Ive been doing that for years. It does work. It also works to calm a hyper snake that wont stop trying to get away. Place your hand over the head cupped a little so you are touching the nose, and hold it there. Just barely touching the snake. If the snake keeps trying to race away when you lift your hand, just do it again. 

I also always tell people to reach into the enclosure coming from behind the snakes head and cup your hand down over the head. This is so it doesnt strike from being spooked or feeding response.

----------


## Falconsmith

Good tips. Nice hat too!

----------


## llovelace

The male rtb that I acquired about a year ago, was so cage agressive, he did the whole strike the glass viv whenever someone one walked by,(his name is Oscar) but with frequent handling (daily, except feed days), he's like a 'lil puppy now.  Just brought another one home (long story) who's the same way.


They are both under 3 ft., now I have "Big Girl" who's about 7ft., and her owner didn't handle her much at all over the past 9 months or so, but she never has displayed any type of agressive / antsy behavior.

As far as the video, I don't know, never tried that technique

----------


## Aeries

I've used a very similar technique with young retics. Basically something over the head, then pick up them up from the middle.

----------


## blackcrystal22

I have a little story for you that you might find interesting.
This technique does work because it calms the animal down and almost makes it impossible to reel back and strike properly.

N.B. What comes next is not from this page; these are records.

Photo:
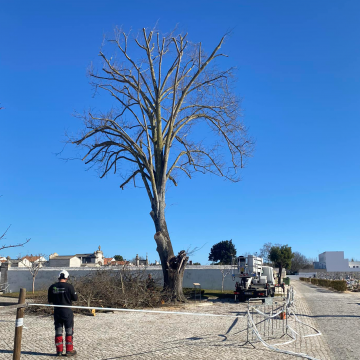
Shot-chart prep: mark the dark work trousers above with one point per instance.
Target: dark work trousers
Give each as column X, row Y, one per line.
column 66, row 321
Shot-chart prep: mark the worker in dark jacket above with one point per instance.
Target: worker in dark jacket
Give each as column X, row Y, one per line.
column 62, row 293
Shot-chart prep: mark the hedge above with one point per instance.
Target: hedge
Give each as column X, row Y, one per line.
column 339, row 285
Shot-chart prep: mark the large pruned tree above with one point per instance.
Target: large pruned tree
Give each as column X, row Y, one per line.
column 161, row 94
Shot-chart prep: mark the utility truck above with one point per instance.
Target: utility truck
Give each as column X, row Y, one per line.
column 254, row 279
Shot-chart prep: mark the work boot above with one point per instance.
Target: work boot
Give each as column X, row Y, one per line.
column 71, row 353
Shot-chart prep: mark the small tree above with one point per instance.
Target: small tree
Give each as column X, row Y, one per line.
column 281, row 256
column 299, row 261
column 223, row 252
column 34, row 264
column 224, row 272
column 265, row 252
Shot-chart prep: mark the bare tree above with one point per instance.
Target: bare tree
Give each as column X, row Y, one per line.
column 171, row 88
column 224, row 272
column 33, row 264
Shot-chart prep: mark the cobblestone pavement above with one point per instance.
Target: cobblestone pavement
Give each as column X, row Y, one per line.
column 338, row 316
column 125, row 335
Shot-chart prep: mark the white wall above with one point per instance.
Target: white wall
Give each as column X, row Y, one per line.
column 208, row 276
column 335, row 261
column 75, row 262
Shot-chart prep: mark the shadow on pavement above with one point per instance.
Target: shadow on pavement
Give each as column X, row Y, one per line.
column 325, row 316
column 27, row 353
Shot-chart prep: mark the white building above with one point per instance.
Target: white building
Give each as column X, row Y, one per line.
column 335, row 261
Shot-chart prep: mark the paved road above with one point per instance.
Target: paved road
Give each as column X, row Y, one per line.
column 338, row 318
column 144, row 336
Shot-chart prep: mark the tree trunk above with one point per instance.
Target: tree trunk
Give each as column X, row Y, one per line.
column 173, row 267
column 279, row 275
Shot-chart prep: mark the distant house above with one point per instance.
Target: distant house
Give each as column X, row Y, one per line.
column 108, row 261
column 64, row 261
column 335, row 261
column 25, row 261
column 87, row 259
column 113, row 262
column 29, row 259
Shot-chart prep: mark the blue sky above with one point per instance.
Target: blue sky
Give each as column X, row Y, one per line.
column 298, row 74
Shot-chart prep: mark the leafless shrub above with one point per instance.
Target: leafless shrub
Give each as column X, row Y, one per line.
column 121, row 288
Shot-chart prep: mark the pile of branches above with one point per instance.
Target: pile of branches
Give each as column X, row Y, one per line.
column 121, row 288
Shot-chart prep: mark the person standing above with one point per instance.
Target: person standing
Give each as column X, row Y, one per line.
column 62, row 293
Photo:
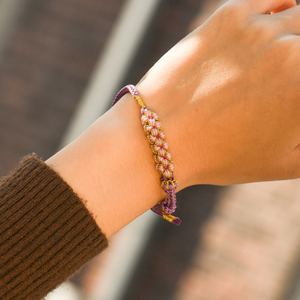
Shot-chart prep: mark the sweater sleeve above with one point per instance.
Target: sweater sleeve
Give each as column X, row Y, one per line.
column 46, row 232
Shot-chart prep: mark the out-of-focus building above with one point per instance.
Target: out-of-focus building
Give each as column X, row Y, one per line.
column 239, row 242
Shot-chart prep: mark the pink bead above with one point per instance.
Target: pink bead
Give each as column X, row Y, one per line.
column 152, row 139
column 152, row 123
column 147, row 112
column 155, row 116
column 158, row 159
column 155, row 132
column 158, row 124
column 162, row 135
column 168, row 156
column 165, row 163
column 147, row 128
column 144, row 120
column 159, row 142
column 156, row 148
column 161, row 152
column 160, row 168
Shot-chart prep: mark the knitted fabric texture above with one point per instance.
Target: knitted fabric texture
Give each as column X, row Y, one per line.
column 46, row 232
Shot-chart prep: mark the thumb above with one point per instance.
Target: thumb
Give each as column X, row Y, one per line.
column 267, row 6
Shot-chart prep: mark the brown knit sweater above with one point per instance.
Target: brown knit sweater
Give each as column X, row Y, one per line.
column 46, row 232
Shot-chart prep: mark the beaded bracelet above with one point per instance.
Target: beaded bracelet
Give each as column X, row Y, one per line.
column 162, row 157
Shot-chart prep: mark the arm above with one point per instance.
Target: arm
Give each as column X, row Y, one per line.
column 228, row 98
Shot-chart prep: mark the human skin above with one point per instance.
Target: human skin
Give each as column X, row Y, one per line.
column 228, row 98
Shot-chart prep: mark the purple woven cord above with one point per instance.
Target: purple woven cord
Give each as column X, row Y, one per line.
column 168, row 205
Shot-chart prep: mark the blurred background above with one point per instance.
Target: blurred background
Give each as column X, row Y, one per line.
column 61, row 63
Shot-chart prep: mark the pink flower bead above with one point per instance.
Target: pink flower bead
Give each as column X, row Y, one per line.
column 162, row 135
column 144, row 120
column 152, row 139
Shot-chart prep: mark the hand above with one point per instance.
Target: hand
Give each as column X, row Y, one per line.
column 228, row 95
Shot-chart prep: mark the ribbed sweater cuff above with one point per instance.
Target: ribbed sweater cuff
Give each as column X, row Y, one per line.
column 46, row 232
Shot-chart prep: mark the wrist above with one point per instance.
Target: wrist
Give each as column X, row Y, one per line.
column 111, row 166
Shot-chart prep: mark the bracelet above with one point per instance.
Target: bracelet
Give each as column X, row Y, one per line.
column 162, row 156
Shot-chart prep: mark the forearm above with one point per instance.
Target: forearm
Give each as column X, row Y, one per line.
column 112, row 167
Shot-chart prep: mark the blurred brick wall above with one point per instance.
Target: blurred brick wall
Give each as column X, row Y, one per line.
column 46, row 66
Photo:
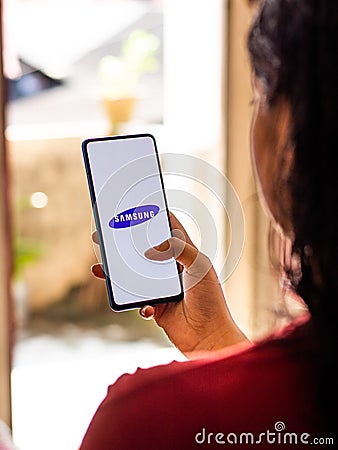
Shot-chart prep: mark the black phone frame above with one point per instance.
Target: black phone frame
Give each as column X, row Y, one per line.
column 133, row 305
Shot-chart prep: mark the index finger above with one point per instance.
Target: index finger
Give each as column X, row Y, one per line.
column 176, row 225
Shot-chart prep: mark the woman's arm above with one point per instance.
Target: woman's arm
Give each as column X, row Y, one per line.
column 201, row 322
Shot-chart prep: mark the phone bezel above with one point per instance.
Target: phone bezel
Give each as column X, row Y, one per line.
column 133, row 305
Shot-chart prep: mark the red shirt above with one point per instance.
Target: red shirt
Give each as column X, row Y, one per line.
column 264, row 391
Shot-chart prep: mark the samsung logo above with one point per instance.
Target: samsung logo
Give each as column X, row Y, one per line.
column 134, row 216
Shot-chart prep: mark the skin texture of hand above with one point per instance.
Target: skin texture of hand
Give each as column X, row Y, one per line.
column 201, row 322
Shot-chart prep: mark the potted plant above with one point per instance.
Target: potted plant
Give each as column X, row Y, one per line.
column 119, row 75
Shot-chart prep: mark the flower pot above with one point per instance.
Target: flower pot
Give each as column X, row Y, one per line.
column 118, row 110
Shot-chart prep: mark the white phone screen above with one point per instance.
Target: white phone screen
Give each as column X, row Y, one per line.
column 131, row 216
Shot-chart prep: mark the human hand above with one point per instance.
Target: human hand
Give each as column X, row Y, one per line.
column 201, row 321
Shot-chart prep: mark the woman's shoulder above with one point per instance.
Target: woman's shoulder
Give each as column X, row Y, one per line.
column 275, row 357
column 247, row 388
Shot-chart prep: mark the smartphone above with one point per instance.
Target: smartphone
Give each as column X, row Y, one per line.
column 131, row 215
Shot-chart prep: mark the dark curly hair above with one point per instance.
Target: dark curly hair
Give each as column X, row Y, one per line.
column 293, row 46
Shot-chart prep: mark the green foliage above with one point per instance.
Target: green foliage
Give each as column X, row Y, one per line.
column 26, row 251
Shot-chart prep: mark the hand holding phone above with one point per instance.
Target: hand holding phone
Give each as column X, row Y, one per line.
column 131, row 215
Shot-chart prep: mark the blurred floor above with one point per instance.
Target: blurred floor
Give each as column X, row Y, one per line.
column 58, row 382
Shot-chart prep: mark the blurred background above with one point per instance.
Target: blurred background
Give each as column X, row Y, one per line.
column 75, row 69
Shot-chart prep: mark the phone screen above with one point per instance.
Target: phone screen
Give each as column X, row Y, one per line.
column 131, row 215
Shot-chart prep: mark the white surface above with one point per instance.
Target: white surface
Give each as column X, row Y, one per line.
column 58, row 384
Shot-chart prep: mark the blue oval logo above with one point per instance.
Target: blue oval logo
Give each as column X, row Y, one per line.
column 134, row 216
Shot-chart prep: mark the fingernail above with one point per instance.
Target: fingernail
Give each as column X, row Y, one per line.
column 147, row 312
column 151, row 252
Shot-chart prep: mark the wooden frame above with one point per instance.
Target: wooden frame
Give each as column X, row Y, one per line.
column 6, row 322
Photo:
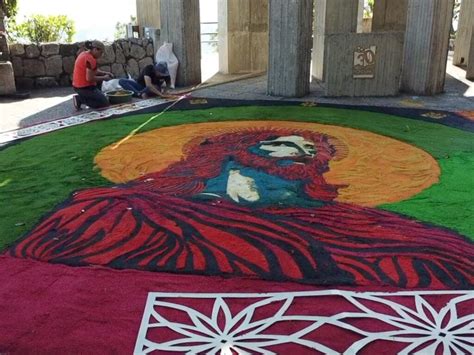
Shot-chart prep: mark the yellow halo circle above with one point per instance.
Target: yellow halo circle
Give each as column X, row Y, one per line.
column 375, row 168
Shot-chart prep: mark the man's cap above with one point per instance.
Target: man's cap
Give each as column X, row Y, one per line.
column 98, row 45
column 162, row 68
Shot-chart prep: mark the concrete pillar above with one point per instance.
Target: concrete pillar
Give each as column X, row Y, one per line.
column 4, row 52
column 180, row 25
column 330, row 17
column 290, row 47
column 426, row 46
column 464, row 33
column 389, row 15
column 7, row 79
column 360, row 17
column 243, row 35
column 470, row 60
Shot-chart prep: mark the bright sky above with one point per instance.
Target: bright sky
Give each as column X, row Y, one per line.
column 96, row 19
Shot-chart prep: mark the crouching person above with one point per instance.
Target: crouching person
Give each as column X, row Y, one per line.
column 149, row 82
column 87, row 79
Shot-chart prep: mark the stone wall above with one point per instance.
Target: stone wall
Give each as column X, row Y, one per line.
column 52, row 64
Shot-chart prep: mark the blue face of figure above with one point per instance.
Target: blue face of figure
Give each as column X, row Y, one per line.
column 289, row 149
column 251, row 186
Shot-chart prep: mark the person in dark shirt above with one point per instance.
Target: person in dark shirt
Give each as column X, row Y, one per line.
column 149, row 82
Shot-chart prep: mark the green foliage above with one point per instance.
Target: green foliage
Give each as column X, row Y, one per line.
column 42, row 29
column 120, row 28
column 9, row 7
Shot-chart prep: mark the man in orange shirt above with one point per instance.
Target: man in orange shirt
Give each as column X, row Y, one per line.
column 87, row 78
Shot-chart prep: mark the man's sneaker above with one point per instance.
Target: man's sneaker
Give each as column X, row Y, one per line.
column 76, row 100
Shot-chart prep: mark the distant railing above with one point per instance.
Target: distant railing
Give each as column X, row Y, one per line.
column 211, row 34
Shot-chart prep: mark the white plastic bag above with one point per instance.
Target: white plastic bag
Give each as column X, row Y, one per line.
column 111, row 85
column 165, row 54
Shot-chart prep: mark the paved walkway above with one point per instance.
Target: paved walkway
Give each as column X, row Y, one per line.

I have a professor who is a Herpetologist (he's also a lawyer and a lot of other things, but he discovered a species of mud turtle). One day he was telling me that he was field herping a little bit, and he saw a snake under a board. He thought at first glance it was a little rat snake, so he lifted the board really fast and quickly put his hand over the snakes head.
Turns out, that snake was a young cottonmouth. He realized this immediately when his hand was on the head of the snake. The snake was coiled up with it's head laying in the middle of it's coils, and made no attempt to escape.
With a fast hand and a little prayer, he figured that the best option would be to pull his hand away as fast as possible, faster than the snake could strike.
He manage to do it, and wasn't bitten. But he said a snake will rarely be able to bite you if you have your hand on their head, because due to instinct they feel they need to strike from a slight distance.

 :Smile:

----------


## j_h_smith

Well, I guess I'll be the only one to disagree.  I've got a Lesser that would clamp onto your hand if you tried to go anywhere near her head like that.  

Jim Smith

----------


## WingedWolfPsion

For the timid, just use a hook or other tool to gently push their head down, so that their chin rests on the cage floor--they'll most likely draw back defensively, and you can then pick them up safely.  For some reason, having their head moved out of that raised strike position seems to send their mind back out of strike mode, and they calm a bit.

----------


## mrmertz

I was told that with aggressive snakes you should take them for a car ride.




j/k  :Smile:

----------


## dc4teg

If I ever have an aggressive snake, I will most deff. try this technique.  one thing is for sure though, you do not like to get bit  :Razz:   :ROFL:

----------


## hoax

> I was told that with aggressive snakes you should take them for a car ride.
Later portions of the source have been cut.